Published in: Technology
  • Dating direct: ❤❤❤ http://bit.ly/2ZDZFYj ❤❤❤
       Reply 
    Are you sure you want to  Yes  No
    Your message goes here
  • Follow the link, new dating source: ❶❶❶ http://bit.ly/2ZDZFYj ❶❶❶
       Reply 
    Are you sure you want to  Yes  No
    Your message goes here
  • DOWNLOAD FULL BOOKS, INTO AVAILABLE Format, ......................................................................................................................... ......................................................................................................................... 1.DOWNLOAD FULL. PDF EBOOK here { https://tinyurl.com/y6a5rkg5 } ......................................................................................................................... 1.DOWNLOAD FULL. EPUB Ebook here { https://tinyurl.com/y6a5rkg5 } ......................................................................................................................... 1.DOWNLOAD FULL. doc Ebook here { https://tinyurl.com/y6a5rkg5 } ......................................................................................................................... 1.DOWNLOAD FULL. PDF EBOOK here { https://tinyurl.com/y6a5rkg5 } ......................................................................................................................... 1.DOWNLOAD FULL. EPUB Ebook here { https://tinyurl.com/y6a5rkg5 } ......................................................................................................................... 1.DOWNLOAD FULL. doc Ebook here { https://tinyurl.com/y6a5rkg5 } ......................................................................................................................... ......................................................................................................................... ......................................................................................................................... .............. Browse by Genre Available eBooks ......................................................................................................................... Art, Biography, Business, Chick Lit, Children's, Christian, Classics, Comics, Contemporary, Cookbooks, Crime, Ebooks, Fantasy, Fiction, Graphic Novels, Historical Fiction, History, Horror, Humor And Comedy, Manga, Memoir, Music, Mystery, Non Fiction, Paranormal, Philosophy, Poetry, Psychology, Religion, Romance, Science, Science Fiction, Self Help, Suspense, Spirituality, Sports, Thriller, Travel, Young Adult,
       Reply 
    Are you sure you want to  Yes  No
    Your message goes here

Unlocking Your Hadoop Data with Apache Spark and CDH5

  1. 1. 1 Seattle Spark Meetup
  2. 2. 2 Next Sessions • Currently planning – New sessions • Joint Seattle Spark Meetup and Seattle Mesos User Group meeting • Joint Seattle Spark Meetup and Cassandra meeting • Mobile marketing scenario with Tune – Repeats requested for: • Deep Dive into Spark, Tachyon, and Mesos Internals (Eastside) • Spark at eBay: Troubleshooting the everyday issues (Seattle) • This session (Eastside)

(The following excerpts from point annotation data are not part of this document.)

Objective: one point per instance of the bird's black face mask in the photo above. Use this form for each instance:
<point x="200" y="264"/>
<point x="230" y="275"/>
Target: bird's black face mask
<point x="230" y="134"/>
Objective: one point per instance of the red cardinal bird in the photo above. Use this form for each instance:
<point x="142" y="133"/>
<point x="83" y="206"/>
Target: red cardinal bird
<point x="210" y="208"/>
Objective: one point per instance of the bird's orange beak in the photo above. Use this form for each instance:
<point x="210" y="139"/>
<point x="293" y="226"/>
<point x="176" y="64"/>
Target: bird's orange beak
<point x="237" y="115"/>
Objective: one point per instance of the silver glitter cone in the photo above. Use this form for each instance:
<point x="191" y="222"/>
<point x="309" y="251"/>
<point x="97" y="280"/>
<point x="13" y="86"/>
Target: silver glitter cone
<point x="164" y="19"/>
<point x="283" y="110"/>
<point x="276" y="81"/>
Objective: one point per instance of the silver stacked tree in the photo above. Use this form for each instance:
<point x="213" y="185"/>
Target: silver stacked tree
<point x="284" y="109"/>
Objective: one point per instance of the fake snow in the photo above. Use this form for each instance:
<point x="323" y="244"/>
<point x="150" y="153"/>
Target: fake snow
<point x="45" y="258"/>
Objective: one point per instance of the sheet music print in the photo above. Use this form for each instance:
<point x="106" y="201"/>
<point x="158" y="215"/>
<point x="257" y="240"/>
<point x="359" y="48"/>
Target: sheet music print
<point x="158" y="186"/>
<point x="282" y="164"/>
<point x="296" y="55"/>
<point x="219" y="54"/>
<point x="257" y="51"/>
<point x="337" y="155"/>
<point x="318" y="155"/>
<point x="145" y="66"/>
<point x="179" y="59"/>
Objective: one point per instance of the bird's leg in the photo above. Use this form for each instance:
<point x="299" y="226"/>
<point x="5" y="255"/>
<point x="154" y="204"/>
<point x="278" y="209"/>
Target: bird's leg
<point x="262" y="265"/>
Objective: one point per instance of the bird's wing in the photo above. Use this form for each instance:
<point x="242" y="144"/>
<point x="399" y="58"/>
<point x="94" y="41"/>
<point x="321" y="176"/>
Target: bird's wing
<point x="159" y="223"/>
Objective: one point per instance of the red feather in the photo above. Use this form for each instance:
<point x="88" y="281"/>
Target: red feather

  3. 3. 3 Unlocking your Hadoop data with Apache Spark and CDH5 Denny Lee, Steven Hastings Data Sciences Engineering
  4. 4. 4 Purpose • Showcasing Apache Spark scenarios within your Hadoop cluster • Utilizing some Concur Data Sciences Engineering Scenarios • Special Guests: – Tableau Software: Showcasing Tableau to Apache Spark – Cloudera: How to configure and deploy Spark on YARN via Cloudera Manager
  5. 5. 5 Agenda • Configuring and Deploying Spark on YARN with Cloudera Manager • Quick primer on our expense receipt scenario • Connecting to Spark on your CDH5.1 cluster • Quick demos – Pig vs. Hive – SparkSQL • Tableau connecting to SparkSQL • Deep Dive demo – MLLib: SVD
  6. 6. 6 Take Picture of Receipt 601 108th Ave. NE Uel lcvue, WA 98004 Chantanee Thai Restaurant & Bar’ www.chantanee.com TABLE: B 6 - 2 Guests Your Server was Jerry 4/14/2014 1 ;14:02 PM Sequence #0000052 ID #0281727 Subtotal $40-00 Tota] Taxes $380 Grand Tota1 $43-80 Credit Purchase Name BC Type : Amex 00 Num : xxxx xxxx xxxx 2000 Approval : 544882 Server : Jerry Ticket Name : B 6 15% $6.00 I agree to pay the amount shown above. Visit us i Payment Amount: 2.5% .15 1 O .00 n BotheH-Pen Thai
  7. 7. 7 Help Choose Expense Type
  8. 8. 8 Gateway Node Hadoop Gateway Node - Can connect to HDFS - Execute Hadoop on cluster - Can execute Spark on cluster - OR on local for adhoc - Can setup multiple VMs
  9. 9. 9 Connecting… spark-shell --master spark://$masternode:7077 --executor-memory 1G --total-executor-cores 16 --master specify the master node OR if using a gateway node can just run locally to test --executor-memory limit amount of memory you use otherwise you’ll use up as much as you can (should set defaults) --total-executor-cores limit amount of cores you use otherwise you’ll use up as much as you can (should set defaults)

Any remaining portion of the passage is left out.